If you’re looking to add more vegetables to your diet, look no further. Radicchio is one of those add-to-anything type of leafy green that, when prepared correctly, can be delicious and add a ton of nutrition to any meal. The problem is, most of us have no idea what to do with radicchio or how to prepare it. That’s why we chatted with registered dietitians to get the scoop on this bitter green and how to incorporate it into your diet.

What is radicchio?

According to registered dietitian May Zhu, R.D., radicchio is technically classified under the chicory vegetable category. Even if you’ve never consumed radicchio before, chances are you’ve definitely seen it at your local grocery store or farmers market. In fact, this leafy green is often mistaken for red cabbage, thanks to its purplish-red exterior. “Depending on the variation, the color can vary from deep purple to maroon or red,” Zhu says.

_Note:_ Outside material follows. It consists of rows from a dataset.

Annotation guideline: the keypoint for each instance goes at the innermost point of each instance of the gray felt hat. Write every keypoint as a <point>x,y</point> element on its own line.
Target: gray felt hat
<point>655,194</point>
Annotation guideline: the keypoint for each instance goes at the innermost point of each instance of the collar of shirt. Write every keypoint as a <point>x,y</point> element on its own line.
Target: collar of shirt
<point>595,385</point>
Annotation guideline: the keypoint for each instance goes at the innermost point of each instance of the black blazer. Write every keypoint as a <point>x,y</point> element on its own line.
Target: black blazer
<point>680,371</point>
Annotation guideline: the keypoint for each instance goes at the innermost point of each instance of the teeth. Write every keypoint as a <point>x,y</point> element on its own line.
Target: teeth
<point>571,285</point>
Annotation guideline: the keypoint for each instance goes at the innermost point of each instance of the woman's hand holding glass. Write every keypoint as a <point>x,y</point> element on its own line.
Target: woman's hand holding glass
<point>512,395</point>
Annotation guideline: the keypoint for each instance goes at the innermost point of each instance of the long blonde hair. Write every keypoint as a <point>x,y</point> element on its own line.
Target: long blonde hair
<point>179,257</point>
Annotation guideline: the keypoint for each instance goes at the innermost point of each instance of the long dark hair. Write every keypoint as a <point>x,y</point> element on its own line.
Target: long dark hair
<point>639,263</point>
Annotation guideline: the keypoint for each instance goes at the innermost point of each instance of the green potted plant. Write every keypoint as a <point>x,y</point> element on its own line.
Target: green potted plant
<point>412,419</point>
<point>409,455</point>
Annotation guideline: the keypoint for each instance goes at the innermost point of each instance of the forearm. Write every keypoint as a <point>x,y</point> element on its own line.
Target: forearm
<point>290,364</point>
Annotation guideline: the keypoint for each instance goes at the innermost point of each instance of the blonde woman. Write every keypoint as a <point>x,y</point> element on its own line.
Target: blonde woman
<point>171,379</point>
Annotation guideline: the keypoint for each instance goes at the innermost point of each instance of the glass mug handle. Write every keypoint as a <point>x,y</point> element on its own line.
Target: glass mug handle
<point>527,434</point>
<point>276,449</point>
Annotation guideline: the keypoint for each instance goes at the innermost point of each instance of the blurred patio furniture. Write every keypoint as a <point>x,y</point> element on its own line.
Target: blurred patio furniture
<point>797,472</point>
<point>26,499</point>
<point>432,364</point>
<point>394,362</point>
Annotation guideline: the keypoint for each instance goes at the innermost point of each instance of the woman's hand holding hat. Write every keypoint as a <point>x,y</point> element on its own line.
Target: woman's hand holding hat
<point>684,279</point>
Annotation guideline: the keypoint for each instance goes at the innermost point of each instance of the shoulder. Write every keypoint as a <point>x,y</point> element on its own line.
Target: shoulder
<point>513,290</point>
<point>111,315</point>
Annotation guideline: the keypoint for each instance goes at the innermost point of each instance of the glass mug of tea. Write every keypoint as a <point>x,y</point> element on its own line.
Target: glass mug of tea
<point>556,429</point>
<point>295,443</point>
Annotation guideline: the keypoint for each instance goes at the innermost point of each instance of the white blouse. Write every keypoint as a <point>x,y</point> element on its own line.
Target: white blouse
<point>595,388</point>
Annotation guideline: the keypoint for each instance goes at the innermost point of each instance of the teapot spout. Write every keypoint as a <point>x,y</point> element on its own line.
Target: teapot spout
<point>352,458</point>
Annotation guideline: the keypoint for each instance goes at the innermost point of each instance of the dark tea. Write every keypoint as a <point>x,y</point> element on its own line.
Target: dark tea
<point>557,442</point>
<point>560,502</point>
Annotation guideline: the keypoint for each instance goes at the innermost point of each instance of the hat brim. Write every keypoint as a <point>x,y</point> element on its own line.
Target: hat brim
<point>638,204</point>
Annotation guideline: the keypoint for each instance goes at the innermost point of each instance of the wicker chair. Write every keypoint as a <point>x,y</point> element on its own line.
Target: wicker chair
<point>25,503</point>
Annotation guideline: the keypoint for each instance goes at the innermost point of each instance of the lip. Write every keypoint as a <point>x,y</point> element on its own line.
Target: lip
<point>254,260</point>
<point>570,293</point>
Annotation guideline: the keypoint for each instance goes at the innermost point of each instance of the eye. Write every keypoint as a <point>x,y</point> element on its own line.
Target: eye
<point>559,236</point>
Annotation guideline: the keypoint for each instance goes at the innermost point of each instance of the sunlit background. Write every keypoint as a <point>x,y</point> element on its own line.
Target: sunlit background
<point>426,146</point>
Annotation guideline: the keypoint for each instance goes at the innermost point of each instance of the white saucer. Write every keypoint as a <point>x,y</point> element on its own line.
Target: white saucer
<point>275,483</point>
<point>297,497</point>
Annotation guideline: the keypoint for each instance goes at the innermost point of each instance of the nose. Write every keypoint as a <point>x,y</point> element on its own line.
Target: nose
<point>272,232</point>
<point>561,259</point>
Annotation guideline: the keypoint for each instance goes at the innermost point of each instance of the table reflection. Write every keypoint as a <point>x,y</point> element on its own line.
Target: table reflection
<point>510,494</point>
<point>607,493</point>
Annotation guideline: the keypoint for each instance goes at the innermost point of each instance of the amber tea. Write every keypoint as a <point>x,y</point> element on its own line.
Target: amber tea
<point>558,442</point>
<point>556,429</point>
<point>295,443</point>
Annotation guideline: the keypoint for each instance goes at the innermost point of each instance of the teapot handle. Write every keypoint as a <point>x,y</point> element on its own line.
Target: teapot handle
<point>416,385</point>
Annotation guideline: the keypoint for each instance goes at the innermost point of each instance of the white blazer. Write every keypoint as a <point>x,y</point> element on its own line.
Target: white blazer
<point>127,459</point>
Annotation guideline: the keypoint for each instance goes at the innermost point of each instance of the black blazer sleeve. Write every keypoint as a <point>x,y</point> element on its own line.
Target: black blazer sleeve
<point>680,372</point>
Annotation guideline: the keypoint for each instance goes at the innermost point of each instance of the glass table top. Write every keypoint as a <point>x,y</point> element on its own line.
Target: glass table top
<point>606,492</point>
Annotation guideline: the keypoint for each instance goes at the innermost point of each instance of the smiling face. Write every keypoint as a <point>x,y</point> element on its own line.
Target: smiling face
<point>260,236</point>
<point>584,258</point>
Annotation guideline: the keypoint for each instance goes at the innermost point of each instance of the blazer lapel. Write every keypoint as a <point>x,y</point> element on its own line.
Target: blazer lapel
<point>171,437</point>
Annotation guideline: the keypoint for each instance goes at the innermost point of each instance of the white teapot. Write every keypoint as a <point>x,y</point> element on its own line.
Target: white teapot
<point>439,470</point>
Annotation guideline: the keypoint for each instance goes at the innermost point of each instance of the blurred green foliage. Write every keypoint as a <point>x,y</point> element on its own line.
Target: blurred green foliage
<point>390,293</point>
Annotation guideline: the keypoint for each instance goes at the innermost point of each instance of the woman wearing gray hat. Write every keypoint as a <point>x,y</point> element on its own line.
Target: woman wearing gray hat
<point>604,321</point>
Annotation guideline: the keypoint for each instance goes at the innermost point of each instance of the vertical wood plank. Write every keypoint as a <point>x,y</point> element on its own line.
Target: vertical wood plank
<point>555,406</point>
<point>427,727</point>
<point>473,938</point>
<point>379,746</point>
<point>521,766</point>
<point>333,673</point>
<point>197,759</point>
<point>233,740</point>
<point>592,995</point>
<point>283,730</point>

Plus, you’ll see white-ish, green ribbed lines throughout the leaves—that’s one of the major ways to differentiate cabbage and radicchio. It’s similar to a mild lettuce, kind of like a bibb or gem variety.  

As for taste, well, it can be quite bitter. “It’s much heartier in texture than lettuce or romaine and the taste can be bitter and earthy,” Zhu notes. That’s where the proper cooking methods come into play: When radicchio is cooked or marinated, it can help mellow out that bitter taste.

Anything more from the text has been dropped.